[EDITO] Situation explosive

Une autre semaine pénible. D’autres augmentations de prix, débouchant sur de nouvelles manifestations citoyennes, les unes plus tendues que les autres. Encore et toujours des arrestations arbitraires, couplées d’allégations de brutalités policières. Un début de week-end sous haute tension, avec de violents affrontements entre manifestants et forces de l’ordre. L’arme de la répression est utilisée à fond pour faire taire les voix de plus en plus discordantes. Les tensions s’accumulent. La frustration s’accentue. Le volcan sur lequel s’assoit Maurice depuis quelques temps est en pleine éruption et menace d’exploser à n’importe quelle minute. Comme l’attestent les diverses protestations tenues vendredi soir et la matinée de samedi suivant l’arrestation et la détention de l’activiste Darren jusqu’à sa libération sous caution à la mi-journée, hier. La nuit de vendredi a été horrible, explosive même. On était à deux doigts de revivre un autre février 1999.

Et pourtant, tout cela aurait pu être évité avec un peu plus de bon sens, de compassion, de tact et de diplomatie. Il ne fallait pas plus que la libération sur parole de l’activiste Darren vendredi soir pour apaiser la situation avant qu’il ne comparaisse en cour le lendemain. Mais la police, agissant sans doute sur les fameuses instructions venues d’en haut, a choisi la voie des représailles, en jetant de l’huile sur le feu. Le comble, c’est que Pravind Jugnauth, en mission officielle avec sa famille en Inde, a trouvé les moyens de jeter le blâme sur « bane dimounes » qu’il accuse d’être à la base des émeutes de 1999 au lieu de reconnaître que le pays dont il gère fait face à une grave crise sociale qui transcende toutes les classes sociales et toutes les communautés, surtout parce que son gouvernement n’a pas su gérer la situation. Une crise dont il avait été prévenu, mais qu’il a feint de n’en rien comprendre, en faisant montre de son incompétence habituelle.

À plus de 5 000 kilomètres de Maurice, le Premier ministre, responsable de la paix et de la sécurité du pays, s’est de nouveau montré menaçant plutôt que d’être conciliant et rassurant. Le chef de gouvernement, dont le voyage dans la Grande Péninsule a été entièrement financé par les fonds des contribuables, a même eu le culot de dire que « mo pa kapave dilapide fonds publics pou donne satisfaction à court terme » alors qu’on sait pertinemment bien comment ses ministres ont saigné à blanc les caisses de l’État. Comprenez par là qu’il peut tolérer que ses ministres s’en donnent à cœur joie de « fer bal » avec les fonds publics à travers des « emergency procurement » orchestrés, mais qu’il ne peut remplir le ventre vide des plus vulnérables de la société pour leur aider à surmonter cette dure épreuve. C’est tout dire sur sa mentalité ! Et il y a de quoi exaspérer davantage les citoyens !

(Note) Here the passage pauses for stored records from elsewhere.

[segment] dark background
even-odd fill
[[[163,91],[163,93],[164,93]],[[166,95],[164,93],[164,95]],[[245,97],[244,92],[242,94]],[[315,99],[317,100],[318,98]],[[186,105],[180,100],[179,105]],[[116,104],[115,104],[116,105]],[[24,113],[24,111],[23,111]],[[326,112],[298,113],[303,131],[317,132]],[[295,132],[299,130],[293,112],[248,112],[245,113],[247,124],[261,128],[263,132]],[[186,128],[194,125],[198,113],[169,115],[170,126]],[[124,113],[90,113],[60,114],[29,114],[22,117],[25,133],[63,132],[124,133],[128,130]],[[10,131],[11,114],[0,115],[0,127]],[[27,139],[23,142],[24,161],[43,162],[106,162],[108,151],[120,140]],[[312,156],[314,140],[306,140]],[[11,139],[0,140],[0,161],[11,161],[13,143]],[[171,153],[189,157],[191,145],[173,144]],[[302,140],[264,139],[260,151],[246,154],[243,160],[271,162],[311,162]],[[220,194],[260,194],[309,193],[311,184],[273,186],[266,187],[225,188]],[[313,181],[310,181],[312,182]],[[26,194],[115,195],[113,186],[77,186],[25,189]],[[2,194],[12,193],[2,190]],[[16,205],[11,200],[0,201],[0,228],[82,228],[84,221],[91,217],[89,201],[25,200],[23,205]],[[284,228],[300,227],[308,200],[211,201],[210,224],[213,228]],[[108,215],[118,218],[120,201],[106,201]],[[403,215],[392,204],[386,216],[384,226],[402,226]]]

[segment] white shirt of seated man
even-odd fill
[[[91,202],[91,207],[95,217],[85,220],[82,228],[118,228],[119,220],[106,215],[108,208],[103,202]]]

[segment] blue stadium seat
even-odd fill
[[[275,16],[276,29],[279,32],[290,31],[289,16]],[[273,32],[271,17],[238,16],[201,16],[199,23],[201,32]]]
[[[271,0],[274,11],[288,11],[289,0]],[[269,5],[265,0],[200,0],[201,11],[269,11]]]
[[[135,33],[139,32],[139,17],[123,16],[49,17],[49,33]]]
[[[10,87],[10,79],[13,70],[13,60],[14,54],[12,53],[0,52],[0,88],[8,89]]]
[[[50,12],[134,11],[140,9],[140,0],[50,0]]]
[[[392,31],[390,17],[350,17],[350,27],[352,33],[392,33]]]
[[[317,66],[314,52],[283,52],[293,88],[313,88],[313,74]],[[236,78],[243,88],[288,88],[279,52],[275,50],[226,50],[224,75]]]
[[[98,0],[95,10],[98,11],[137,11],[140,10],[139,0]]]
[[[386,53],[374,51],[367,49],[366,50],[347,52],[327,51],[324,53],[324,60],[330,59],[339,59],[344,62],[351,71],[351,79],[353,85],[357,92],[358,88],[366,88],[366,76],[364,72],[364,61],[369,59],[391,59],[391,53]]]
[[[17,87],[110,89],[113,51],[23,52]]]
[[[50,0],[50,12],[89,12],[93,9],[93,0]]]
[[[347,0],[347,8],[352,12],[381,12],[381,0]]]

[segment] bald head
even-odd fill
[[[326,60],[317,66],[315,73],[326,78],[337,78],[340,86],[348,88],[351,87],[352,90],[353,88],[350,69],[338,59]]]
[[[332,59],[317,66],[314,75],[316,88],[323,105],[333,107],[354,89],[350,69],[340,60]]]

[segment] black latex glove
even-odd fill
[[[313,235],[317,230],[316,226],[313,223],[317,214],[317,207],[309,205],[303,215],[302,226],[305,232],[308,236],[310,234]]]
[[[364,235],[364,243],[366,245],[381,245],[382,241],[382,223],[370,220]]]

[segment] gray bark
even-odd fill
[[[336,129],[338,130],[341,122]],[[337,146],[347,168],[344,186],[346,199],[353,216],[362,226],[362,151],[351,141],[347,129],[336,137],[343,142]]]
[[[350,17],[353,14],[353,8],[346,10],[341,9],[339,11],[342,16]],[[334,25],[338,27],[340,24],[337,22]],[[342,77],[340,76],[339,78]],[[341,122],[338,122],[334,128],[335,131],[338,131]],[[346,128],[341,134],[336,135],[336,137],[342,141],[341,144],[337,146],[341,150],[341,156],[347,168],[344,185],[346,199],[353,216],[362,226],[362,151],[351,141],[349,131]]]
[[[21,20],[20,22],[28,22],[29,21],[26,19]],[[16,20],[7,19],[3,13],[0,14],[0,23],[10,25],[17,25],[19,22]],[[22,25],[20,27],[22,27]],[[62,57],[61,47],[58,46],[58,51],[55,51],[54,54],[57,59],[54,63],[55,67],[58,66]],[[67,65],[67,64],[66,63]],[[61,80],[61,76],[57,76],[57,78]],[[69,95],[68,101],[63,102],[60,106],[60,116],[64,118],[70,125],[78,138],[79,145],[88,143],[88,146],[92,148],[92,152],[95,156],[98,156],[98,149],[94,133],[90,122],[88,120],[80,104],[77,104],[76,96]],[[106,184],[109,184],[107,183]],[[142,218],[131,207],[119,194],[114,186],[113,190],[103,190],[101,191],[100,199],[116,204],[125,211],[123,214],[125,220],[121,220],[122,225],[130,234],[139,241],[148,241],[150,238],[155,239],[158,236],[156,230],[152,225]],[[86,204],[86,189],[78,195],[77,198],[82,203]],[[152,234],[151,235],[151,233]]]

Que reproche la population au gouvernement ? Les cascades d’augmentations de prix, la perte du pouvoir d’achat, l’indifférence des autorités face aux problèmes quotidiens auxquels se heurtent nos compatriotes, comme le manque d’eau, les inondations ravageuses provoquées par l’absence de drains et les constructions illégales, les scandales et les abus des fonds publics ayant mis notre économie à genoux… Que réclame le peuple au gouvernement ? La suspension des projets fantaisistes pour accorder plus de priorité aux infrastructures urgentes comme l’aménagement des canalisations, l’enlèvement de certaines taxes sur les carburants pour éviter une spirale infernale d’augmentations de prix, l’annonce immédiate de certaines mesures visant à soulager ses misères pour qu’il puisse manger à sa faim, bref que les autorités lui prêtent une oreille plus attentive et se montrent plus réceptives à ses demandes durant ces temps pénibles. Que fait le gouvernement face à la revendication populaire ? Tout le contraire de ce que la population lui réclame. Dans un tel contexte, comment le Premier ministre ne s’attend-il donc pas à ce qu’il y ait des soulèvements populaires ?

Pravind Jugnauth, s’il ne veut pas que le pays ne se termine à feu et à sang, doit convoquer en toute urgence son conseil des ministres dès son arrivée au pays pour venir de l’avant avec des mesures urgentes pour soulager les ménages. Il y va de l’intérêt du pays. Il y va aussi de sa survie politique, d’autant que l’Opposition annonce une « motion of no confidence » contre lui.